When Pioneer 10 flew by Jupiter on Dec. 3, 1973, its margin of survival was closer to the knife-edge than it seemed. It absorbed a thousand times the lethal dose of radiation for a human, suffering darkened optics and fried transistor circuits. Other unwanted side effects included the generation of false commands, which caused the craft to lose at least one image of the moon Io and several shots of Jupiter. Fortunately, any changes to Pioneer 10’s systems induced by radiation disappeared in the following months, as it continued on its way, its whistle-stop tour of Jupiter officially ending Jan. 2, 1974.
The probe then crossed the orbits of Saturn in 1976, Uranus in 1979, and Neptune — then the solar system’s most distant planet while Pluto swung interior to the ice giant’s orbit — in 1983. NASA received the spacecraft’s last feeble radio signal on Jan. 23, 2003, from a distance of 7.4 billion miles (11.9 billion km). Efforts to contact Pioneer 10 two weeks later were met with silence.

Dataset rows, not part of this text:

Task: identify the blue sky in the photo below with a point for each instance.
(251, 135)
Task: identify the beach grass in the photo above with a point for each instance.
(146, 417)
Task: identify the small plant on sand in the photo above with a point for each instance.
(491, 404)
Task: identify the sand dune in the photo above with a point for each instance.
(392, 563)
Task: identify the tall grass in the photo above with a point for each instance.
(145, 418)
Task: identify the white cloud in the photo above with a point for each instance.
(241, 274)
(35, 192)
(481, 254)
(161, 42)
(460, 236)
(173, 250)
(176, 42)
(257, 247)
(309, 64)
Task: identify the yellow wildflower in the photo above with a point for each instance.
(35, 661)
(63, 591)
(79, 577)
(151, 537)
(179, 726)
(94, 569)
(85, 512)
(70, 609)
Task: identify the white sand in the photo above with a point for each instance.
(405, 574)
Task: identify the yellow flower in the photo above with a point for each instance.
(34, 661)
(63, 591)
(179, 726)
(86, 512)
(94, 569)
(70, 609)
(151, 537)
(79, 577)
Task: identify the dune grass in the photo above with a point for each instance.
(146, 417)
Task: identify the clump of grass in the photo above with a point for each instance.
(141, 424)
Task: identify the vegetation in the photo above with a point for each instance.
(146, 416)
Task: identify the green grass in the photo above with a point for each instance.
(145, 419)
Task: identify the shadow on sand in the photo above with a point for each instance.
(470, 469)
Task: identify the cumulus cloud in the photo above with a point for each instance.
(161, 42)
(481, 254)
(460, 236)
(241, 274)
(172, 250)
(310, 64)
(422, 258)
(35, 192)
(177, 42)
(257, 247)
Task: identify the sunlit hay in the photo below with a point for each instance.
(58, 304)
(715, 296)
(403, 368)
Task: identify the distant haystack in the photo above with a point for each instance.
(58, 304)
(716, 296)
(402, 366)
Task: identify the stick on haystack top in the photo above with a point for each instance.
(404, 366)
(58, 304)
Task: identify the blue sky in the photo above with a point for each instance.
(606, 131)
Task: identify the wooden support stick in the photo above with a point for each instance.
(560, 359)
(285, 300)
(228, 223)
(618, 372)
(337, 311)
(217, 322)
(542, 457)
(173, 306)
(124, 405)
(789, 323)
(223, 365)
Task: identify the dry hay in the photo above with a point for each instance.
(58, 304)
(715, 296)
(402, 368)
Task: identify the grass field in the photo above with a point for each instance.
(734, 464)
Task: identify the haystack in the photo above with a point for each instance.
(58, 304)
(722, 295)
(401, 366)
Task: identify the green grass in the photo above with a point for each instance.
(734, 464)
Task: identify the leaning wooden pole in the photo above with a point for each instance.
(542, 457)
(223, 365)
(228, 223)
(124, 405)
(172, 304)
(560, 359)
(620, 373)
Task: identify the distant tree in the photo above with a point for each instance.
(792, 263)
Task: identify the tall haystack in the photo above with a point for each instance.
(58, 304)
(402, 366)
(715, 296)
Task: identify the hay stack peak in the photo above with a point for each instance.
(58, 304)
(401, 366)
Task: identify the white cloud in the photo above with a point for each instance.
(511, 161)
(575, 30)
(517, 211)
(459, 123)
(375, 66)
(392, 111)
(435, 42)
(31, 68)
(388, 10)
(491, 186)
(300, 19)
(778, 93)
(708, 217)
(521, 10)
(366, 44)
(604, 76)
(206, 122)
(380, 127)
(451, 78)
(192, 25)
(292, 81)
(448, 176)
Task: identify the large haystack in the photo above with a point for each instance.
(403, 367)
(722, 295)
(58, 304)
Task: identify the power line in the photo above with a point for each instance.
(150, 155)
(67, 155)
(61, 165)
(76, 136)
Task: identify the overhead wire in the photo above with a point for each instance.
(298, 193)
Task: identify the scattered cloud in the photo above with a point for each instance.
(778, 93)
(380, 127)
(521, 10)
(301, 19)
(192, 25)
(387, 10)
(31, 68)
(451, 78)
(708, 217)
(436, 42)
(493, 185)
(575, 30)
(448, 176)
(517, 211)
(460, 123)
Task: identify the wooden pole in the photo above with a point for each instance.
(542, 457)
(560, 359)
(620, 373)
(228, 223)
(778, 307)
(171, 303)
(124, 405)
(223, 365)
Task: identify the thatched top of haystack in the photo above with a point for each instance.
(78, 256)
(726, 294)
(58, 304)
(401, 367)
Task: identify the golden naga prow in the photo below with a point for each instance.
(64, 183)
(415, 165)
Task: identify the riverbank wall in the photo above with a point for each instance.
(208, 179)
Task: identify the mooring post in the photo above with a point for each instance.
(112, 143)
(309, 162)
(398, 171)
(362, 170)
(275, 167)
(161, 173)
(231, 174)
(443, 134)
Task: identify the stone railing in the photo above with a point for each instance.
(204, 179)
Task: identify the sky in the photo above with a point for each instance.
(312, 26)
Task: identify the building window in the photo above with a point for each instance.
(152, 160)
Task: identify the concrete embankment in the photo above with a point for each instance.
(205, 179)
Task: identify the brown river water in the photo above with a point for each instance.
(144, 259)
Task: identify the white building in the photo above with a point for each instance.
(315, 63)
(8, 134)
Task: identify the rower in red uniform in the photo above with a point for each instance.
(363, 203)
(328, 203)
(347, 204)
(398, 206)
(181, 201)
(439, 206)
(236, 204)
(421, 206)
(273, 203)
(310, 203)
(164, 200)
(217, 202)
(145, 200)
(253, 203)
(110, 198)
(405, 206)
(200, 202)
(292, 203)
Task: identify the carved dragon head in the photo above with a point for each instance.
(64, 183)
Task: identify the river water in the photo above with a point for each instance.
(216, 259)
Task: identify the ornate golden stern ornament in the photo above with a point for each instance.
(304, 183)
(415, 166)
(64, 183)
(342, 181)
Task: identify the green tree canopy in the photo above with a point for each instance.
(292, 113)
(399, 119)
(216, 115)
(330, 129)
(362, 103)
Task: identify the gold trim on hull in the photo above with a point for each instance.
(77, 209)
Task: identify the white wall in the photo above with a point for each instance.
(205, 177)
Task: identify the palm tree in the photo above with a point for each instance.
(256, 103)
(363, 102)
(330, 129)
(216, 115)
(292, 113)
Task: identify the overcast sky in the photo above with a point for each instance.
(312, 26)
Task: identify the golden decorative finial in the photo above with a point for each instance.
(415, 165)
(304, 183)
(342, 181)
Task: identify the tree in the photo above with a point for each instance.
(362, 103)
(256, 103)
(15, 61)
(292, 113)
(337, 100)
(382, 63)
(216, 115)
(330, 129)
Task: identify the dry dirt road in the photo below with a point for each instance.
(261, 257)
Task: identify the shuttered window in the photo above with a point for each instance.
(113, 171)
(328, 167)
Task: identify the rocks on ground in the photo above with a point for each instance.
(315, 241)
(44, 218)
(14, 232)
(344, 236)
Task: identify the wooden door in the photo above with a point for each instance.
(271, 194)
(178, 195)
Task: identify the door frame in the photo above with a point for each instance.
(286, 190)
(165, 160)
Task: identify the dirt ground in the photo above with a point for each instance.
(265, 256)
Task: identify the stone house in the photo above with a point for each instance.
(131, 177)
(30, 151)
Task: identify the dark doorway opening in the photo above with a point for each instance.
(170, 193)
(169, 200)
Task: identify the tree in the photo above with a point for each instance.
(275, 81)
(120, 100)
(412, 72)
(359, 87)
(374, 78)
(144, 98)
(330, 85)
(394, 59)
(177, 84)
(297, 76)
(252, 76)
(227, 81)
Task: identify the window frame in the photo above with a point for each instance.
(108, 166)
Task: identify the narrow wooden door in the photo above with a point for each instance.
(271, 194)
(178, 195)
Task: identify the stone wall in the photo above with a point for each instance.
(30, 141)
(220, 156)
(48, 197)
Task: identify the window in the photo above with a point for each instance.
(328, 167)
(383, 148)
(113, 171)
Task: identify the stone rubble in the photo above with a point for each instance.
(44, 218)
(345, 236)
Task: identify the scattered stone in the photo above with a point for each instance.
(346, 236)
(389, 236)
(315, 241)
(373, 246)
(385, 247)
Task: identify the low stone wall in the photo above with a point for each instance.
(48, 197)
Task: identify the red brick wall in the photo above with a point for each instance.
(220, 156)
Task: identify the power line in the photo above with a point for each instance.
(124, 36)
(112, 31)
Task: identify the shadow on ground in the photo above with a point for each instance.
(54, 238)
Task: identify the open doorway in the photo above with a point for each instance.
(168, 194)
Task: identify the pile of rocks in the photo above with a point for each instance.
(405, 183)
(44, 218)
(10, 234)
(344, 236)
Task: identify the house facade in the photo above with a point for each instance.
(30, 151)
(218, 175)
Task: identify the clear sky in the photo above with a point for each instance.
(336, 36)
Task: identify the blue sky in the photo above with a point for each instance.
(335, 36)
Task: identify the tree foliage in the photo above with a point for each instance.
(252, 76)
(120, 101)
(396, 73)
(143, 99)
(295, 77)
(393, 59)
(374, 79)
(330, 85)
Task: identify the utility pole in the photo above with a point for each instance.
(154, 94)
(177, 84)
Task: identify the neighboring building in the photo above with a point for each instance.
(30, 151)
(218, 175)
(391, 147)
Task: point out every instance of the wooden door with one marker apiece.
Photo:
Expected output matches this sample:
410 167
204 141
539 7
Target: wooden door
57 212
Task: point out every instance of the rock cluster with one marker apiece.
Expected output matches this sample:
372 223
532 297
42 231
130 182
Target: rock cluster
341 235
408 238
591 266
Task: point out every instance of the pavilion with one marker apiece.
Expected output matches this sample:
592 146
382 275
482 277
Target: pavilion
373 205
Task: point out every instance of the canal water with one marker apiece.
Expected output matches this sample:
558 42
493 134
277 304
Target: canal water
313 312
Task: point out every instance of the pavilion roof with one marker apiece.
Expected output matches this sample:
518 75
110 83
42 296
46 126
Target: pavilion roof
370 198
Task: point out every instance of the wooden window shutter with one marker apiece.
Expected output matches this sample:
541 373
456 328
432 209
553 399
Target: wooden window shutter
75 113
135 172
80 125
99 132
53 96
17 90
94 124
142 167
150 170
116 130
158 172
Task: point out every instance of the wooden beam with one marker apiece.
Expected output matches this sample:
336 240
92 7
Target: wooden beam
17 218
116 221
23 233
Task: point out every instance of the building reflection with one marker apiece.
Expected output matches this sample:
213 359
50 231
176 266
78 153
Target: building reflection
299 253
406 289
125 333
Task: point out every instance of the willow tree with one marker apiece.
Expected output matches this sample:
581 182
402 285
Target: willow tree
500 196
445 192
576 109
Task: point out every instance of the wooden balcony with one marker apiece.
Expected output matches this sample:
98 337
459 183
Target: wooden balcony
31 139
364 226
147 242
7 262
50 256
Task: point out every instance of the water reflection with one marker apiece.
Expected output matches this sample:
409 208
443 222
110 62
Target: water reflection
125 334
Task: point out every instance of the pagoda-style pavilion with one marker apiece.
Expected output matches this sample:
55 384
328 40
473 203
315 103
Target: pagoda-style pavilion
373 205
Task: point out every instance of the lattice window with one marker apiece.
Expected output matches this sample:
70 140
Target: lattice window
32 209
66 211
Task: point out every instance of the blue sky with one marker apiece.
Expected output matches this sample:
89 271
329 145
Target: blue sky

Five decades after its launch, Pioneer 10 continues silently at a velocity that could zip between New York and London in eight minutes. Each year, it crosses 230 million miles (370 million km), more than twice the gulf separating Earth from the Sun, heading generally in the direction of the red giant Aldebaran, the brightest star in the constellation Taurus. It may take a couple of million years to get there.